Das ist das Schöne am Naturspielzeug: Das Spielzeug gibt nur einen Impuls, das Spiel entwickelt das Kind dann alleine. Und das ist enorm wichtig für eine gute und gesunde Entwicklung des Kindes. Dazu kommt dann wie erwähnt noch der Umweltaspekt, der sicherstellt, dass im gesamten Lebenslauf von Ökospielzeug die Umwelt so wenig wie möglich belastet wird.

 

Welche Rolle spielen die Materialien bei Naturspielzeug?

Die Materialien sind für uns entscheidend und stehen ganz am Anfang, wenn wir ein neues Spielzeug betrachten. Die ersten Fragen lauten immer: Aus welchem Material ist das Spielzeug und wo wurde es hergestellt? Erst wenn wir das geklärt haben, schauen wir uns den Rest an. Unser Spielzeug ist vorwiegend aus Holz, Bio-Baumwolle und Bio-Wolle. Dabei geht es natürlich um die gesundheitliche Verträglichkeit, um die Nachhaltigkeit eines Rohstoffes, aber beispielsweise bei der Bio-Wolle auch um das Tierwohl, und wir achten auf faire Arbeitsbedingungen in der Produktion.

Wir haben auch einen kleinen Anteil synthetischer Materialien oder Plastik, aber dann muss es zertifiziert sein, sonst kommt es nicht in unser Sortiment. Schadstoffe, Schwermetalle und Weichmacher schließen wir komplett aus. Bei Farben setzen wir auf speichelechte, überwiegend natürliche Farben. Manchmal ist es so, dass wir ein Spielzeug nicht in der Qualität bekommen, die wir uns vorstellen. Dann sind wir schon dazu übergegangen, es in Eigenregie zu produzieren, bevor wir einen faulen Kompromiss machen.

 

Wenn Sie es manchmal schon nicht schaffen, gutes Spielzeug zu finden, ist es für Eltern ja ungleich schwieriger. Haben Sie Tipps, worauf Eltern beim Spielzeugeinkauf achten können?

Da gibt es eine hilfreiche Grundregel: Wenn vom Grundstoff nicht mehr viel übrig ist, weil das Material so stark bearbeitet wurde, ist das oft kein gutes Zeichen. Das ist wie bei den Lebensmitteln. Da achtet man ja auch auf möglichst wenig Weiterverarbeitung, wenn man sich gesund ernähren möchte. Und versuchen Sie das Spielzeug nicht nur anzuschauen, sondern mit allen Sinnen zu erfassen. Ein gutes Spielzeug regt bei Kindern mehrere Sinne an, es sollte also gut riechen, sich interessant anfühlen und dazu ansprechend aussehen.
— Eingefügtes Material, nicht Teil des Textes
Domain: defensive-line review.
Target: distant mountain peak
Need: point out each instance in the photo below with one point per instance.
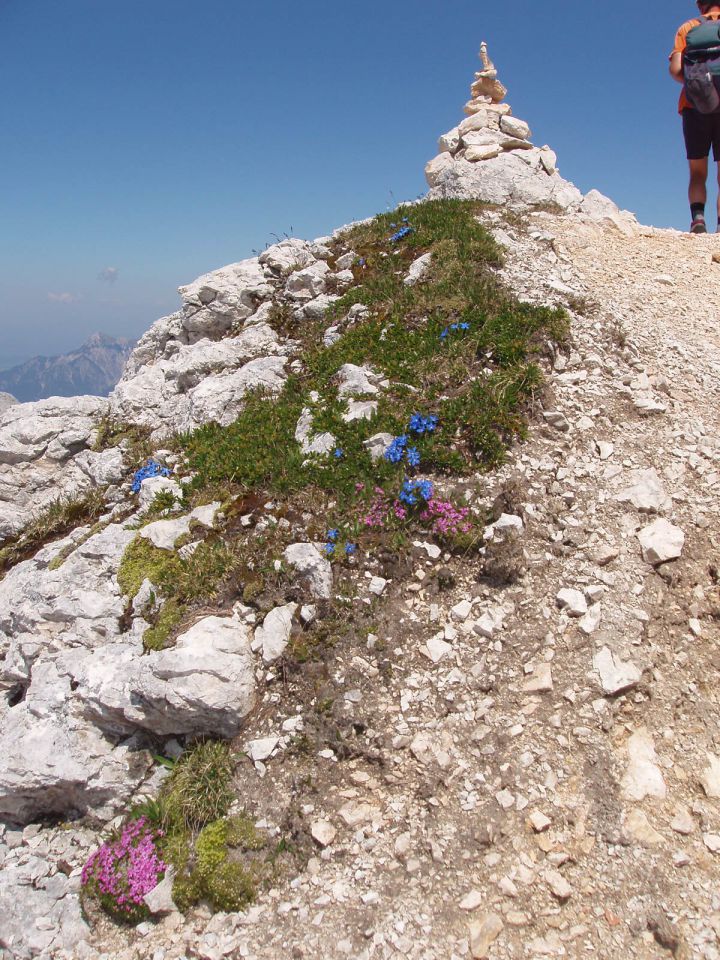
(93, 368)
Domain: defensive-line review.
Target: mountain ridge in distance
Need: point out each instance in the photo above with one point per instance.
(93, 368)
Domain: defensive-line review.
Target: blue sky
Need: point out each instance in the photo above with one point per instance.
(145, 142)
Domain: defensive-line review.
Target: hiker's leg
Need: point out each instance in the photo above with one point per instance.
(697, 192)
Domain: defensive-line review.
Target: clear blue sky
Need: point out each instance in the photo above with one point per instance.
(145, 142)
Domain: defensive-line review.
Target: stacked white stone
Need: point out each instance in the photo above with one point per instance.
(489, 129)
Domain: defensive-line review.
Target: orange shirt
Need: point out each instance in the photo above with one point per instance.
(681, 43)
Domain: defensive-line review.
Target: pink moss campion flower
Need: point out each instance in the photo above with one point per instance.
(122, 872)
(446, 518)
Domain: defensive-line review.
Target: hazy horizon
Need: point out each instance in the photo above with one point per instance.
(139, 159)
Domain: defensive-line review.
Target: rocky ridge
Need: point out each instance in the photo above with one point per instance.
(538, 767)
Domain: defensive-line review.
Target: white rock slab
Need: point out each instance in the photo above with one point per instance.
(274, 634)
(643, 777)
(661, 542)
(615, 675)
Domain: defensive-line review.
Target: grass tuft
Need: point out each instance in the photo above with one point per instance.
(477, 383)
(56, 520)
(199, 789)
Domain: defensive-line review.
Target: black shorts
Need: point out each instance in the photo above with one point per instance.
(701, 130)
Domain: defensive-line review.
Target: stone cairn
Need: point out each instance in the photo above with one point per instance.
(490, 129)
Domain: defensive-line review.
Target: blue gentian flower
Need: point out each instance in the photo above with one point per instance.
(413, 457)
(425, 488)
(400, 234)
(420, 424)
(396, 450)
(151, 469)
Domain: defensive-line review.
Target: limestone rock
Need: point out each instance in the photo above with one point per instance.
(159, 901)
(323, 832)
(600, 209)
(40, 918)
(418, 270)
(450, 141)
(360, 410)
(515, 128)
(218, 301)
(312, 567)
(476, 153)
(204, 684)
(661, 542)
(541, 680)
(710, 777)
(378, 444)
(483, 933)
(573, 602)
(505, 179)
(559, 886)
(646, 493)
(308, 283)
(615, 676)
(288, 255)
(164, 534)
(643, 777)
(639, 829)
(45, 454)
(274, 634)
(310, 443)
(355, 381)
(6, 400)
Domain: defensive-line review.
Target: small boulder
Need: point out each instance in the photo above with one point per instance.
(661, 542)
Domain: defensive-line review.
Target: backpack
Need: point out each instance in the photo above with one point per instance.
(701, 66)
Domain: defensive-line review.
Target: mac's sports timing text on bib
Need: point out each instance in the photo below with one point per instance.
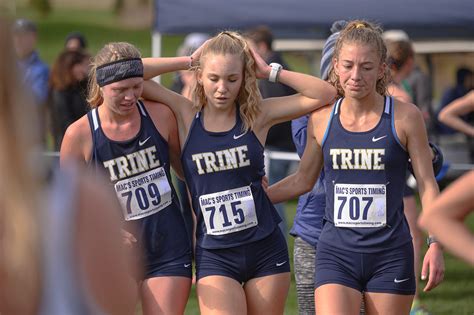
(228, 211)
(144, 194)
(360, 205)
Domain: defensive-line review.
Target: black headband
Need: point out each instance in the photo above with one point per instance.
(119, 70)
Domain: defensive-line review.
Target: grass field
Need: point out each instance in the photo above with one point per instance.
(454, 296)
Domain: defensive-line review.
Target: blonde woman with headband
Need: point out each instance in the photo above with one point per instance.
(363, 142)
(242, 263)
(57, 254)
(135, 143)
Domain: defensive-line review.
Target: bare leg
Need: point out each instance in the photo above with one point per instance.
(411, 213)
(267, 295)
(336, 299)
(221, 295)
(387, 304)
(165, 295)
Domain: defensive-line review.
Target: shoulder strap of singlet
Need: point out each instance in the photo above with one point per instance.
(93, 119)
(389, 102)
(388, 105)
(335, 111)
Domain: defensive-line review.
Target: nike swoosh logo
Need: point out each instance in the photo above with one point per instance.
(140, 143)
(241, 135)
(377, 139)
(401, 280)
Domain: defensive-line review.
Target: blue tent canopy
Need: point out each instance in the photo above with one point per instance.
(425, 19)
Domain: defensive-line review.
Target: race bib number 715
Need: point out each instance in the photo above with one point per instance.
(228, 211)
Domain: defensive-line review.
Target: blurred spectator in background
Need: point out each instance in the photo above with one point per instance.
(464, 83)
(454, 115)
(419, 86)
(279, 136)
(34, 71)
(184, 84)
(414, 82)
(451, 115)
(400, 61)
(75, 41)
(68, 87)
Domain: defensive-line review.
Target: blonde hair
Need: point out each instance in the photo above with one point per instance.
(20, 186)
(109, 53)
(365, 33)
(249, 98)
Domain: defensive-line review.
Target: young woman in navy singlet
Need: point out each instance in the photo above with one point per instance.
(363, 142)
(134, 143)
(242, 262)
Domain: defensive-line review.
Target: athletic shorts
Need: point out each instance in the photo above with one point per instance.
(265, 257)
(390, 271)
(178, 267)
(408, 191)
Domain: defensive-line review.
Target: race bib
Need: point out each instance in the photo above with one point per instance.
(360, 205)
(144, 194)
(228, 211)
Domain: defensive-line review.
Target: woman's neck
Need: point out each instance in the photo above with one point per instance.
(218, 120)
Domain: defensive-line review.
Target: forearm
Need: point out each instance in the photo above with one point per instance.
(308, 86)
(451, 233)
(428, 195)
(288, 188)
(153, 67)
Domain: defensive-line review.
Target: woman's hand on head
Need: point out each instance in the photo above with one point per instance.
(196, 55)
(262, 69)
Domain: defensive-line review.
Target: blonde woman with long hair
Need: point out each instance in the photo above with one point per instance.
(363, 142)
(242, 264)
(56, 252)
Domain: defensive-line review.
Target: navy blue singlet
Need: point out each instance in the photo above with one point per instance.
(139, 170)
(365, 180)
(224, 172)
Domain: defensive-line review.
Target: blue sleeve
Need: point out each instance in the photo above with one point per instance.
(298, 131)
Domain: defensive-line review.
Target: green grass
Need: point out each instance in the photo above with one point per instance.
(454, 296)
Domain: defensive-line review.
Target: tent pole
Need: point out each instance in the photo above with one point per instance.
(156, 39)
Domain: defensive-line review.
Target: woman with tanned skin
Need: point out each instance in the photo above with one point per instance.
(363, 141)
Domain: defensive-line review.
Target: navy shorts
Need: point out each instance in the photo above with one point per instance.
(178, 267)
(389, 271)
(408, 191)
(257, 259)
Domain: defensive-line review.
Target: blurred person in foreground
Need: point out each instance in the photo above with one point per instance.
(444, 218)
(58, 255)
(453, 115)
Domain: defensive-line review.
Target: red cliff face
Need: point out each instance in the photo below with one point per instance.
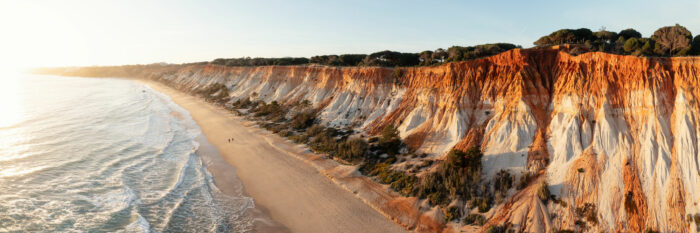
(616, 132)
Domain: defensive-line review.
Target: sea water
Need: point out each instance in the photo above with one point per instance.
(104, 155)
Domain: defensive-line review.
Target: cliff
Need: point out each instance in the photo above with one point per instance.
(619, 133)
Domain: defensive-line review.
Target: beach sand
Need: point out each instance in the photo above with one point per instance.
(290, 190)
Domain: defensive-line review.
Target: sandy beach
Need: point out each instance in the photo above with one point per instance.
(290, 190)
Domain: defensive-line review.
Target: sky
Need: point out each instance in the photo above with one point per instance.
(80, 33)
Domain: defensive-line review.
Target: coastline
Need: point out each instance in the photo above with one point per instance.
(286, 181)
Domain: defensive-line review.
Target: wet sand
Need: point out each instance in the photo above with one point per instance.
(292, 192)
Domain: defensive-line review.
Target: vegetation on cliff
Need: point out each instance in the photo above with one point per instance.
(666, 41)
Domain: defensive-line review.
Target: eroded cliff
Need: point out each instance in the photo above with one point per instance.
(619, 133)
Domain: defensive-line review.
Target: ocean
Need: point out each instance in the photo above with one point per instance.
(105, 155)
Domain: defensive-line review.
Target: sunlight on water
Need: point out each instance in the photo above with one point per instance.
(10, 102)
(104, 155)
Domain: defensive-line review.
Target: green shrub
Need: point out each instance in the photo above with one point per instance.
(474, 219)
(630, 206)
(459, 176)
(524, 180)
(589, 212)
(303, 120)
(543, 191)
(451, 213)
(390, 140)
(503, 181)
(353, 149)
(631, 45)
(285, 133)
(496, 229)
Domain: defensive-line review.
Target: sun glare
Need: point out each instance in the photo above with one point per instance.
(11, 109)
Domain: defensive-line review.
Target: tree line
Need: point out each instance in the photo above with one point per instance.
(384, 58)
(666, 41)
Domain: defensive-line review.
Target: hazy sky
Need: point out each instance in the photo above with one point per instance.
(69, 32)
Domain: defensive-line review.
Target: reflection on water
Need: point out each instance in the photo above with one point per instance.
(82, 154)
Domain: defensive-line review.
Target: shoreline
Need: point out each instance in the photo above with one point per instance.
(299, 190)
(225, 178)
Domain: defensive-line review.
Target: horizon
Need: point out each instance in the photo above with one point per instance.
(76, 33)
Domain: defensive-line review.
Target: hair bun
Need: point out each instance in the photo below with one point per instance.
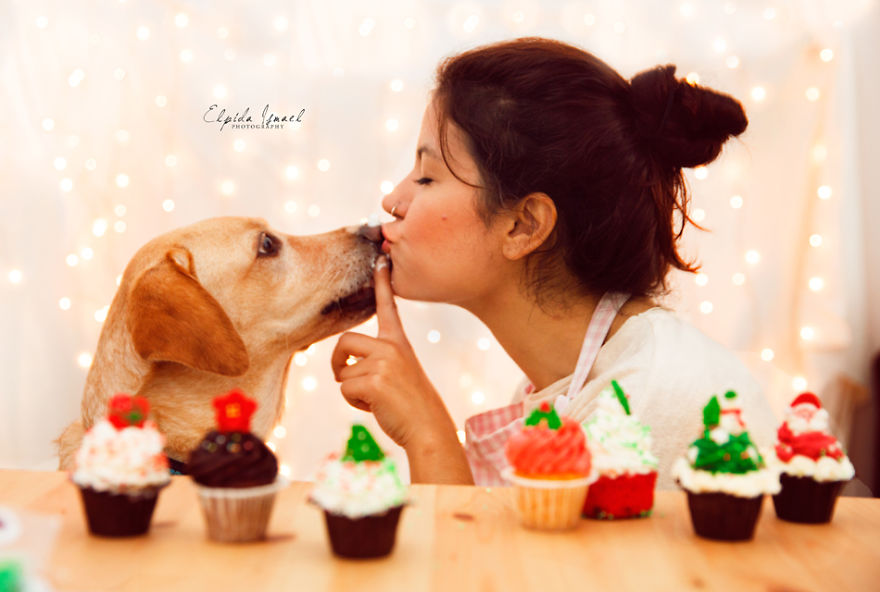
(685, 125)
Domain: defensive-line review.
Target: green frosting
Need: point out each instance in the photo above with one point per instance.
(547, 413)
(621, 396)
(737, 455)
(361, 446)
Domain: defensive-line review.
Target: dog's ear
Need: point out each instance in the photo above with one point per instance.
(172, 318)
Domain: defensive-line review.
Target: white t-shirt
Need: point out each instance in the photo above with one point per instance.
(669, 370)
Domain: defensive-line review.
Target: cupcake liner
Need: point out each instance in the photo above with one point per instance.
(805, 500)
(365, 537)
(113, 514)
(549, 504)
(724, 517)
(630, 495)
(238, 514)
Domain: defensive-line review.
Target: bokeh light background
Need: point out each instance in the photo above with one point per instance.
(104, 146)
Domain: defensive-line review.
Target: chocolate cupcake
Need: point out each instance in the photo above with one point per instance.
(120, 468)
(235, 473)
(812, 464)
(362, 498)
(724, 475)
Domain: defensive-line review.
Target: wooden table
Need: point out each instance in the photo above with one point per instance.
(452, 538)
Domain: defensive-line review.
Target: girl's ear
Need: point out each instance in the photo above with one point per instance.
(528, 225)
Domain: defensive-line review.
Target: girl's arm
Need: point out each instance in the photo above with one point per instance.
(389, 382)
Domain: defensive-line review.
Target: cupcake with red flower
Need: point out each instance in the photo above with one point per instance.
(235, 473)
(120, 468)
(621, 452)
(362, 497)
(813, 466)
(724, 475)
(549, 469)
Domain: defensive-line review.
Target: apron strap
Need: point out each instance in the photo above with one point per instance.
(600, 324)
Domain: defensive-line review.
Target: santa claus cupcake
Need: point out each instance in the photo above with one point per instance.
(813, 467)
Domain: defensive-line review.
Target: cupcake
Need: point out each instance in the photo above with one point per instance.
(724, 475)
(362, 498)
(549, 469)
(813, 467)
(235, 473)
(120, 468)
(621, 454)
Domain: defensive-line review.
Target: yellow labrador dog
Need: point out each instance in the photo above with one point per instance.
(221, 304)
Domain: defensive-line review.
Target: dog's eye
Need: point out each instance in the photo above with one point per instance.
(269, 245)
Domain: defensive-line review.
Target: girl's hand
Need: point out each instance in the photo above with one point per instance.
(387, 379)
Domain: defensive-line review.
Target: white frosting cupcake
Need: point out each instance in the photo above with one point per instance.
(620, 443)
(121, 460)
(357, 489)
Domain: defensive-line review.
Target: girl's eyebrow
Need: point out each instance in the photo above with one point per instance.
(425, 150)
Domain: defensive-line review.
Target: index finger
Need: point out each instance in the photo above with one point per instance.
(386, 309)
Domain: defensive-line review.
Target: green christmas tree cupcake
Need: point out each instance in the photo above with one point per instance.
(724, 475)
(362, 497)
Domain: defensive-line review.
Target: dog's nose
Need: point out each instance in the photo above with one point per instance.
(371, 233)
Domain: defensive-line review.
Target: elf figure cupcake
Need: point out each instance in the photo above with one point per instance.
(362, 498)
(235, 473)
(120, 468)
(550, 470)
(813, 466)
(621, 454)
(724, 475)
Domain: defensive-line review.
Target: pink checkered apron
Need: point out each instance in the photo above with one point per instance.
(486, 433)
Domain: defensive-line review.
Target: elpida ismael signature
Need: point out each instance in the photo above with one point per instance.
(244, 120)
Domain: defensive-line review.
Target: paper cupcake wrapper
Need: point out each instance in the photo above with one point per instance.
(549, 504)
(234, 515)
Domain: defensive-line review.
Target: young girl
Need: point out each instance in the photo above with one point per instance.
(544, 200)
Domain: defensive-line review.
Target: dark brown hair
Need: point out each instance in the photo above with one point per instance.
(543, 116)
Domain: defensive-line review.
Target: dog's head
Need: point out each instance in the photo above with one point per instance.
(215, 295)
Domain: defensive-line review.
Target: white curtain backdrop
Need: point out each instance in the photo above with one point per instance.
(104, 146)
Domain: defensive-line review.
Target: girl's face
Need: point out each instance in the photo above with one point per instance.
(440, 248)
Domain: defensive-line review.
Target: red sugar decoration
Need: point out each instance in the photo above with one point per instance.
(234, 411)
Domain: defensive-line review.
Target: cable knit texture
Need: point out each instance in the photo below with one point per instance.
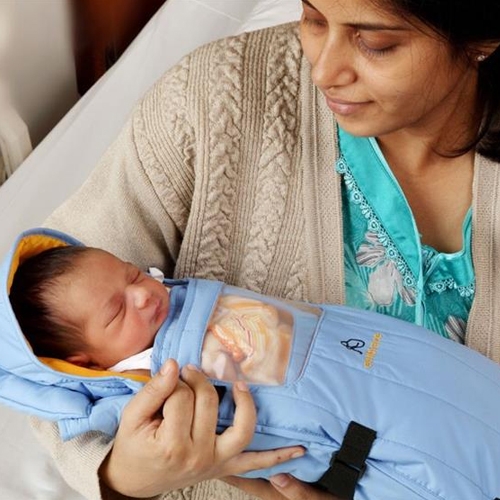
(225, 170)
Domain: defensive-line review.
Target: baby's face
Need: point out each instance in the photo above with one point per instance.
(119, 308)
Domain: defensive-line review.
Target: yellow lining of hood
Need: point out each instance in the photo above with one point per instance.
(28, 247)
(71, 369)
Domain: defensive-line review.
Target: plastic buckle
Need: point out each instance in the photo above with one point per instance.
(358, 471)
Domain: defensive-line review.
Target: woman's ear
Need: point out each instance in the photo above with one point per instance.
(79, 359)
(481, 52)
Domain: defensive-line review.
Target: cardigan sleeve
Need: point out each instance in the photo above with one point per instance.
(131, 204)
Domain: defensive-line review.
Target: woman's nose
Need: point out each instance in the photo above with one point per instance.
(333, 66)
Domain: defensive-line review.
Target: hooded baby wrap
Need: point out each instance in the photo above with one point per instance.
(385, 409)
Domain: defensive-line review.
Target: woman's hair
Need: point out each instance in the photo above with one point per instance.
(465, 24)
(35, 290)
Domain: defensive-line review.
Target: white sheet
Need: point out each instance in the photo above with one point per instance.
(63, 160)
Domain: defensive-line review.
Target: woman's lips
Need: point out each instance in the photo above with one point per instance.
(345, 108)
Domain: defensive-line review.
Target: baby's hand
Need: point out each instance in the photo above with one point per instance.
(167, 440)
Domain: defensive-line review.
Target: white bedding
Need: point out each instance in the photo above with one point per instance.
(64, 159)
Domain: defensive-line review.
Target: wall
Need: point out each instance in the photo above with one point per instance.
(36, 61)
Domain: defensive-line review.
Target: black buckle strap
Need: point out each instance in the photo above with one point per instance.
(347, 466)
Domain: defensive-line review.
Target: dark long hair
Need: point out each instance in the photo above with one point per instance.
(33, 297)
(465, 24)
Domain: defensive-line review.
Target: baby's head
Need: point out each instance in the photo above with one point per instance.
(86, 306)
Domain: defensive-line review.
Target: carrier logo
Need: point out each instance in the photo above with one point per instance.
(357, 345)
(372, 350)
(354, 345)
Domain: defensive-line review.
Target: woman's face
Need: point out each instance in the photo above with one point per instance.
(382, 74)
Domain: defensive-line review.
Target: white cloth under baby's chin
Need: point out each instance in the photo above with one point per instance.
(139, 361)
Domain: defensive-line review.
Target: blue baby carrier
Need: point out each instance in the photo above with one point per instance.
(385, 409)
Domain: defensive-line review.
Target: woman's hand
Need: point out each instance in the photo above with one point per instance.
(167, 440)
(281, 487)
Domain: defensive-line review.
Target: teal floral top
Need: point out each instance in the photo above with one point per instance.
(387, 267)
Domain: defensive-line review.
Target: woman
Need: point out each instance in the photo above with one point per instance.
(233, 168)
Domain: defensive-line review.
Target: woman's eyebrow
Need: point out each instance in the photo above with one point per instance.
(309, 4)
(365, 26)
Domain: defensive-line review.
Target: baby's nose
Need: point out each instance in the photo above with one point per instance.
(141, 297)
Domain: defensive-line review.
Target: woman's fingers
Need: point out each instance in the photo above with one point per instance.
(237, 437)
(292, 489)
(206, 406)
(254, 460)
(145, 405)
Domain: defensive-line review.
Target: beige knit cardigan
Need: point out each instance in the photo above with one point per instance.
(225, 170)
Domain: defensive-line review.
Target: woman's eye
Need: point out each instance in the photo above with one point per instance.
(374, 49)
(313, 22)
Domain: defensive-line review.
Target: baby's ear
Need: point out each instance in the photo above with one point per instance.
(79, 359)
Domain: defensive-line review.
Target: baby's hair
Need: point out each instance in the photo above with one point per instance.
(33, 297)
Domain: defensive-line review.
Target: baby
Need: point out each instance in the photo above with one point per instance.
(379, 405)
(91, 309)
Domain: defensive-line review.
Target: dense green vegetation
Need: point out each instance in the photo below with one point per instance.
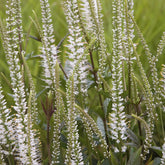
(117, 118)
Ansonsten sollten Eltern bei den Materialien genau hinschauen: Holz und Stoff ist immer besser als Plastik. Farben sind oft ein Problem, weil darin viele Schadstoffe stecken. Unlackiertes, lasiertes oder gewachstes Holzspielzeug ist grundsätzlich risikofreier.

 

Helfen Siegel beim Spielzeugeinkauf weiter?

Ja und nein… Leider gibt es nicht so viele Siegel, die wir uneingeschränkt empfehlen. Nur das spiel gut-Siegel hebt sich unserer Ansicht nach ab. Der Verein hat ein Verzeichnis mit ausgezeichneten Spielwaren und Kleidung. Bei der Auswahl setzen die Experten vom Verein spiel gut auf Spielzeug, das Kinder motiviert und die Fantasie anregt. Umweltverträglichkeit und Haltbarkeit sind auch stets gegeben. Das ist ganz in unserem Sinne.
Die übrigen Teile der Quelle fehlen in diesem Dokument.